The New York Times filed a lawsuit against Perplexity on Friday (Dec. 5). The publication claimed that the artificial intelligence (AI) startup repeatedly infringed its copyrights. In a lawsuit filed in federal court in New York, the newspaper alleges it contacted Perplexity multiple times over the past 18 months to request that the AI company known for its cutting-edge search engine stop using Times material until a licensing agreement could be negotiated. However, Perplexity continued to use the content without permission or compensation, the complaint states.“Perplexity offers its users a commercial alternative to The Times without permission or compensation,” the complaint alleges.
What the New York Times lawsuit says about Perplexity
The lawsuit accuses Perplexity of infringing copyright primarily through its search engine, which uses information obtained from the Times’ digital platforms to generate direct responses to users’ queries. It further alleges that because Perplexity acquired much of the publication’s content and provided information that directly competes with the Times’ own offerings, its distribution of this content constitutes an unfair use of copyrighted material. In some cases, entire articles were presented to users, according to the lawsuit.
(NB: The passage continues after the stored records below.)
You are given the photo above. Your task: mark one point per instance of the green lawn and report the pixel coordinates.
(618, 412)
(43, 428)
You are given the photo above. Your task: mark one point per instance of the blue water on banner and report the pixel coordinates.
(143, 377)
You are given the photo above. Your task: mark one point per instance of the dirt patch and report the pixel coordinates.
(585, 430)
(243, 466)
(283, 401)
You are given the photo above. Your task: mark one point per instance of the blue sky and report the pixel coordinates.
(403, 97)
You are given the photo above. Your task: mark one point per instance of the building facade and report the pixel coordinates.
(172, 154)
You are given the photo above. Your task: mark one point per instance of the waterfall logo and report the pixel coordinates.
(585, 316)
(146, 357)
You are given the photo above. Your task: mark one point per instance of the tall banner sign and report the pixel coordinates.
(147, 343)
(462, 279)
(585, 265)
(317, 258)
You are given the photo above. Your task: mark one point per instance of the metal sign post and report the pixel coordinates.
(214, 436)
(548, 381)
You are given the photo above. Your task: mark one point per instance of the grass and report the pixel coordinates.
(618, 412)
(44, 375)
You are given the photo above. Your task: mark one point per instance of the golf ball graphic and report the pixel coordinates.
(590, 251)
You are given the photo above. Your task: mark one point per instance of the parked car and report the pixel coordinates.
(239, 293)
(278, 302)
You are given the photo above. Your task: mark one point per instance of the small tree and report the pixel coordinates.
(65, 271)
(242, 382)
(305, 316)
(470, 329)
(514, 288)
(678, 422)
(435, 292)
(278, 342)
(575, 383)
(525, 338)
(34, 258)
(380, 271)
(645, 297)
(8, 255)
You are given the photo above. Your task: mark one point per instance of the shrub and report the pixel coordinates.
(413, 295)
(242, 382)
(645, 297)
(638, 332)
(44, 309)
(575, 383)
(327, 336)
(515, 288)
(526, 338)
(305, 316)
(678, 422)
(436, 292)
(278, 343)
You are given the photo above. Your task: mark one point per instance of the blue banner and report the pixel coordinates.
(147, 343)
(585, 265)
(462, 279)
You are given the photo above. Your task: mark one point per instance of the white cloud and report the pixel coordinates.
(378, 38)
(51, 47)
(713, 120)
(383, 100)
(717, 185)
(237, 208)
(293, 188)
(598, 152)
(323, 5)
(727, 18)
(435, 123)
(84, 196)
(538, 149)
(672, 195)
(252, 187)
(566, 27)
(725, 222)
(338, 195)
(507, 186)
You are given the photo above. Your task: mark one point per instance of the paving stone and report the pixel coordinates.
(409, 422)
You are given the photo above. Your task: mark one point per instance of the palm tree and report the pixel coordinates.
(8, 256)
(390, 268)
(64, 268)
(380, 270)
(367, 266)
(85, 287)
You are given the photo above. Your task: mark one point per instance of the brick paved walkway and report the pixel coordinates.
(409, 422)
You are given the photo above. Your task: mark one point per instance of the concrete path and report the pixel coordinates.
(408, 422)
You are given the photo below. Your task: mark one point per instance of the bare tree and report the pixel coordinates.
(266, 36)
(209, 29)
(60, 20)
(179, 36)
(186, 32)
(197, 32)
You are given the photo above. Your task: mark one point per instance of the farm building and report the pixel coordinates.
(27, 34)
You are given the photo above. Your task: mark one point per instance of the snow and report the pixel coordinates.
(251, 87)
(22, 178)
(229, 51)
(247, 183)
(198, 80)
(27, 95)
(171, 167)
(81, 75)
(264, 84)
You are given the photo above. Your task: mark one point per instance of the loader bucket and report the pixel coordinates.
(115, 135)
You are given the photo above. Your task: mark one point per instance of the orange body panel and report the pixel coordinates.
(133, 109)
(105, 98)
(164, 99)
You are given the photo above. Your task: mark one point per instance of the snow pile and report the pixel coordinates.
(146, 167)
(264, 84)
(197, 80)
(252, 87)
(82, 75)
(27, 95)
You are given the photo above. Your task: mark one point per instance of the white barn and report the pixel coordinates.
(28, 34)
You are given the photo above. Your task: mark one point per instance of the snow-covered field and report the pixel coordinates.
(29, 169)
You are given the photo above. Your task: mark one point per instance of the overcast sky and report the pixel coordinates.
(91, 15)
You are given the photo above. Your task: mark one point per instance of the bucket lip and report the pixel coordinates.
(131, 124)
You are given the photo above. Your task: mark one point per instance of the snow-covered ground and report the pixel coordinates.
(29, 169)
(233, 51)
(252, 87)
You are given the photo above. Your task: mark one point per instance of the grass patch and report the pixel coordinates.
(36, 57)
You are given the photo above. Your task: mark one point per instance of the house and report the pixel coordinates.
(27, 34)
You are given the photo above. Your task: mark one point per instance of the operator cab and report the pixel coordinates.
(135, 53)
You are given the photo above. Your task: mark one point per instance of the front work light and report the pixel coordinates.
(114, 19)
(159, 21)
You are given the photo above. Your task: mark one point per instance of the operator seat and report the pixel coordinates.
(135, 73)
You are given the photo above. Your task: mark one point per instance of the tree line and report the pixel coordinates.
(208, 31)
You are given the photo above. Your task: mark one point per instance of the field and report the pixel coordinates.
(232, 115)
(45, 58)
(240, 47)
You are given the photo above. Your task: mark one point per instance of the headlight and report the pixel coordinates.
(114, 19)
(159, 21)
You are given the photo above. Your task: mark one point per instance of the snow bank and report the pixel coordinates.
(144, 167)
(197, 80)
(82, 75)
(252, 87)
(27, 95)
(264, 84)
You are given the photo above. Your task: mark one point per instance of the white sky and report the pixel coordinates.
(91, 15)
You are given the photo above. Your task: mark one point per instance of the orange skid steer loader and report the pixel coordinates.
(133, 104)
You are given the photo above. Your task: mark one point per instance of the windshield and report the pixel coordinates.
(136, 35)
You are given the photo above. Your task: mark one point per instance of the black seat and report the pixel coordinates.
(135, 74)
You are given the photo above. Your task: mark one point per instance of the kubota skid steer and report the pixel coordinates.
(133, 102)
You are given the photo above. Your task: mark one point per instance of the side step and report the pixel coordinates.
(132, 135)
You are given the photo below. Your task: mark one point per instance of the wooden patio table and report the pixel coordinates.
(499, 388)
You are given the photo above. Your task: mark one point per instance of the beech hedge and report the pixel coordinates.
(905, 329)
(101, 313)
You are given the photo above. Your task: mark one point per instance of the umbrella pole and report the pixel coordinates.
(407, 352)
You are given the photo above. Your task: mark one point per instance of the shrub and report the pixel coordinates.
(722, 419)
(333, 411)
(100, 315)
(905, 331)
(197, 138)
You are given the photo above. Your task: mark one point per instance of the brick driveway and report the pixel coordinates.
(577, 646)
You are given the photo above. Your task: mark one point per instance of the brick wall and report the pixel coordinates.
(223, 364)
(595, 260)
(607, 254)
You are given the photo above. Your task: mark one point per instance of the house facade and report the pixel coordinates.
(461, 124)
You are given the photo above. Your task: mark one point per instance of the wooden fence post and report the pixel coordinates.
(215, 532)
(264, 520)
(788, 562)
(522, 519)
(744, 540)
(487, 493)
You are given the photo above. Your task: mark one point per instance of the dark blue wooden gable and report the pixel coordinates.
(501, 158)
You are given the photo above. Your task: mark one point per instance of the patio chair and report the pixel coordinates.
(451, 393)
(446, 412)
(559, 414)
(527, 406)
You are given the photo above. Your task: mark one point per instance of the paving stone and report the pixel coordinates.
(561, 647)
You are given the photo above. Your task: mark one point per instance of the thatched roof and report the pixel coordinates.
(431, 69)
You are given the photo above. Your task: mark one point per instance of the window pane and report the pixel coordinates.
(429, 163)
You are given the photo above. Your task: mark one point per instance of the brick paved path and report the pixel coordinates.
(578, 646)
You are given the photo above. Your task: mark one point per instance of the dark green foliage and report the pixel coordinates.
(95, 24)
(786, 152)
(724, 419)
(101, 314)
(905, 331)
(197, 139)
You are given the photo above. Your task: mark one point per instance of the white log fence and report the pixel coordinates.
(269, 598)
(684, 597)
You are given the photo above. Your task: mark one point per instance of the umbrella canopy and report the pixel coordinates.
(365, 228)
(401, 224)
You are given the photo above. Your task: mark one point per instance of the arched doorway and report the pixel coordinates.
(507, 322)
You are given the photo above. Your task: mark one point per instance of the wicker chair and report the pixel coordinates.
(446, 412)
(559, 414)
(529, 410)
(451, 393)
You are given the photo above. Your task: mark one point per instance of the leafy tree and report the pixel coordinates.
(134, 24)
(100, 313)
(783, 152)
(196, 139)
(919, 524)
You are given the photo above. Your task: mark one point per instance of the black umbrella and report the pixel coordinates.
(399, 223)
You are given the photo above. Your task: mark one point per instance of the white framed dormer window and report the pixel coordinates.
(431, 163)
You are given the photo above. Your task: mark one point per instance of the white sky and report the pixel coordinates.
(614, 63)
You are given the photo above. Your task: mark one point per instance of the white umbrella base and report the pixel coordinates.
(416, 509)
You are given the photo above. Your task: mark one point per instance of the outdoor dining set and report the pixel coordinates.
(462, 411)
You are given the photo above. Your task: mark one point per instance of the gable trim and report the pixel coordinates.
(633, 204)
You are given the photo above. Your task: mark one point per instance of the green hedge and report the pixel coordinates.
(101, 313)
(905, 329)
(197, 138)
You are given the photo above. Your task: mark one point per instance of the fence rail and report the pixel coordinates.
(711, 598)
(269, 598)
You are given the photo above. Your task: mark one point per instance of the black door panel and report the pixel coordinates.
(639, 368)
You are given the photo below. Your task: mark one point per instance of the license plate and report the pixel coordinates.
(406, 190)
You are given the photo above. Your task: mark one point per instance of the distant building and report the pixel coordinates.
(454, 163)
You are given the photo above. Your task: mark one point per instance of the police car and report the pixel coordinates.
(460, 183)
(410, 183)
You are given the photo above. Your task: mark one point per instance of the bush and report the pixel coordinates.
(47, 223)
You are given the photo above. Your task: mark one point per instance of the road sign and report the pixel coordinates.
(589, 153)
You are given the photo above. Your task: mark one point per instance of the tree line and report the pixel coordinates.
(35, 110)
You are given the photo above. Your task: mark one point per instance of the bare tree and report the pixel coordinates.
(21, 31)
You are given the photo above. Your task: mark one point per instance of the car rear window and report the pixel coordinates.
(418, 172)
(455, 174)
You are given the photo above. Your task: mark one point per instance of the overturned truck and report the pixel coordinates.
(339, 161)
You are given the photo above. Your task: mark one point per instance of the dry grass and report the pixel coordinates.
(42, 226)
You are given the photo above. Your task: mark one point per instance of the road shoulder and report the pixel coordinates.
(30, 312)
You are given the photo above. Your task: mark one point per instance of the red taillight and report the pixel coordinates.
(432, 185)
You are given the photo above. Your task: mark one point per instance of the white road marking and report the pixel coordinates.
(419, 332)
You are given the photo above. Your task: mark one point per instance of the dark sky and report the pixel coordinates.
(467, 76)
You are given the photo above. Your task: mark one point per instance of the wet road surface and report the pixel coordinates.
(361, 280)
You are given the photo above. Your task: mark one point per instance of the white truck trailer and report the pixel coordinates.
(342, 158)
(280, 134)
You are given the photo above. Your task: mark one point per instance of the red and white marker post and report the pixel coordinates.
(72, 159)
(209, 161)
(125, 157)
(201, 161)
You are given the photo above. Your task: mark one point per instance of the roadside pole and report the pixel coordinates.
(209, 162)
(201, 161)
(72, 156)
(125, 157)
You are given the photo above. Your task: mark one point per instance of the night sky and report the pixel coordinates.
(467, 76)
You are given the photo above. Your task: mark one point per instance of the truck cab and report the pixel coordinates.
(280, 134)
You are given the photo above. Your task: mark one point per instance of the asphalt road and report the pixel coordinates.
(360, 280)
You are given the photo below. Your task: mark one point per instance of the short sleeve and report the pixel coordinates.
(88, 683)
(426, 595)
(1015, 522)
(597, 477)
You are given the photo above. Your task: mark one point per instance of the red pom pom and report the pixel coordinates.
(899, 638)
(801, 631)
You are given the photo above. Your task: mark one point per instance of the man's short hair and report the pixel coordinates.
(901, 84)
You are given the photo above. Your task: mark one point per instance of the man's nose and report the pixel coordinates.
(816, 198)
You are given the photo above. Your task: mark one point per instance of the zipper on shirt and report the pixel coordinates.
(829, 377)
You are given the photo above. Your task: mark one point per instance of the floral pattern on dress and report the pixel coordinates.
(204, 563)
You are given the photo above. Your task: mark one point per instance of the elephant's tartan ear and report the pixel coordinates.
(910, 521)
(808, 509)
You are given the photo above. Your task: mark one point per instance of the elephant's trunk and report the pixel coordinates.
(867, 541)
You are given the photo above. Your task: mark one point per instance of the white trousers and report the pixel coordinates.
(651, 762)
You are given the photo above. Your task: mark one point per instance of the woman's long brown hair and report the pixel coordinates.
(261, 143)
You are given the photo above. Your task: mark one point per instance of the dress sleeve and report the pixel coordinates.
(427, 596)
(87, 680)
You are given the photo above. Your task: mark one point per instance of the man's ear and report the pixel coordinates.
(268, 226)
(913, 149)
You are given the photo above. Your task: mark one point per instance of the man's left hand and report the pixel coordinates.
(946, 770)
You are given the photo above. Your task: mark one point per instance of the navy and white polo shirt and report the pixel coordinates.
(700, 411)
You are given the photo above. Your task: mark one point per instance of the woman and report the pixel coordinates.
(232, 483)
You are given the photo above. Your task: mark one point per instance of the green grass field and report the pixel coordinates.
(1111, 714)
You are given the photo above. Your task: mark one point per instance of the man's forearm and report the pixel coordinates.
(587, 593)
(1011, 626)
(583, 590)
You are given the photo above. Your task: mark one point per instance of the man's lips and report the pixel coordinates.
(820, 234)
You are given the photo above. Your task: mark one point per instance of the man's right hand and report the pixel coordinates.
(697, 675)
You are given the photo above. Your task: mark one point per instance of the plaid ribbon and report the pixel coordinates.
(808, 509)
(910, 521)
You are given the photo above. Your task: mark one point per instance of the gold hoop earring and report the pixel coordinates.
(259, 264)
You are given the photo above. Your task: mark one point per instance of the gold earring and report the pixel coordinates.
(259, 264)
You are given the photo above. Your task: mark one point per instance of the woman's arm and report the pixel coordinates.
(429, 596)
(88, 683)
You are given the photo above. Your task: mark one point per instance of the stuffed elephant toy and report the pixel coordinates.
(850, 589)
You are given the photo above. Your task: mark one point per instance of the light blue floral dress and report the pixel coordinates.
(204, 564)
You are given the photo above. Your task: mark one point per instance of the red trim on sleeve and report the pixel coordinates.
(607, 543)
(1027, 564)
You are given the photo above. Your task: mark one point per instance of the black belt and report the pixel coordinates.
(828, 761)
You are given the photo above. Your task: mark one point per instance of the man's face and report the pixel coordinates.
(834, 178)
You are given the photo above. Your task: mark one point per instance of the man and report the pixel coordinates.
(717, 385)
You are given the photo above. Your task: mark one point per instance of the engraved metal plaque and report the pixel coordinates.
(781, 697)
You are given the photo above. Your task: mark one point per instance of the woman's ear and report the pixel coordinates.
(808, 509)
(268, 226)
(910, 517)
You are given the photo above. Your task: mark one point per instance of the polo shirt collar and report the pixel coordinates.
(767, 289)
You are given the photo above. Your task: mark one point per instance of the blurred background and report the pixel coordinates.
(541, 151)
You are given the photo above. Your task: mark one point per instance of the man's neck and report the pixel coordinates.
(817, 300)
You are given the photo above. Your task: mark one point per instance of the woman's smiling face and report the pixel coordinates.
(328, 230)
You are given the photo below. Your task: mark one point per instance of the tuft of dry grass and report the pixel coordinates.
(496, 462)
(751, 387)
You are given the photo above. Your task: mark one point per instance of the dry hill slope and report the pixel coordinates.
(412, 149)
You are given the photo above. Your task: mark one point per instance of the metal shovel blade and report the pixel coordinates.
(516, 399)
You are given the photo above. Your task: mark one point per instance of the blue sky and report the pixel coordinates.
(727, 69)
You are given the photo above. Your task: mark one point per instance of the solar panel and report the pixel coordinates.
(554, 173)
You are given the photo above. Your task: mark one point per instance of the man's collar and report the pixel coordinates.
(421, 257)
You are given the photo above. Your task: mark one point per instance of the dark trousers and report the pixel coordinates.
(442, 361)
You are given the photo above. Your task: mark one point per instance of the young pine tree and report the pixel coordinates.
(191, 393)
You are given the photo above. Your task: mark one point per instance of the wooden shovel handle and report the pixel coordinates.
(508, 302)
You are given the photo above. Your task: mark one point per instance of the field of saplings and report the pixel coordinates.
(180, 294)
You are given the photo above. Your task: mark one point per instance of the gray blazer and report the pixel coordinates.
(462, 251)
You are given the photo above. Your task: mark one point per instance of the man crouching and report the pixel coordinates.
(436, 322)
Additionally, the Times accused the AI startup of damaging its brand by sometimes creating fabricated information and falsely attributing that fabricated content to The New York Times.
Newest AI company Perplexity hits lawsuit
The case against Perplexity constitutes the latest legal battle between copyright holders and AI developers over the unauthorized use of proprietary content to train models and generate user responses.This is the second lawsuit the publication has filed against an AI company. The company previously sued OpenAI and its partner Microsoft in December 2023 for training its systems on millions of Times articles for free. Meanwhile, this is the second legal challenge to Perplexity, having previously been filed in August 2024 by Dow Jones, which owns the Wall Street Journal and the New York Post. In September, another AI company, Anthropic, agreed to pay $1.5 billion to book authors and publishers after a judge ruled that the company illegally downloaded and stored copyrighted books to build its AI systems.The Times also signed a multi-year licensing agreement with Amazon, allowing the tech giant to use its editorial content to train Amazon’s AI platform.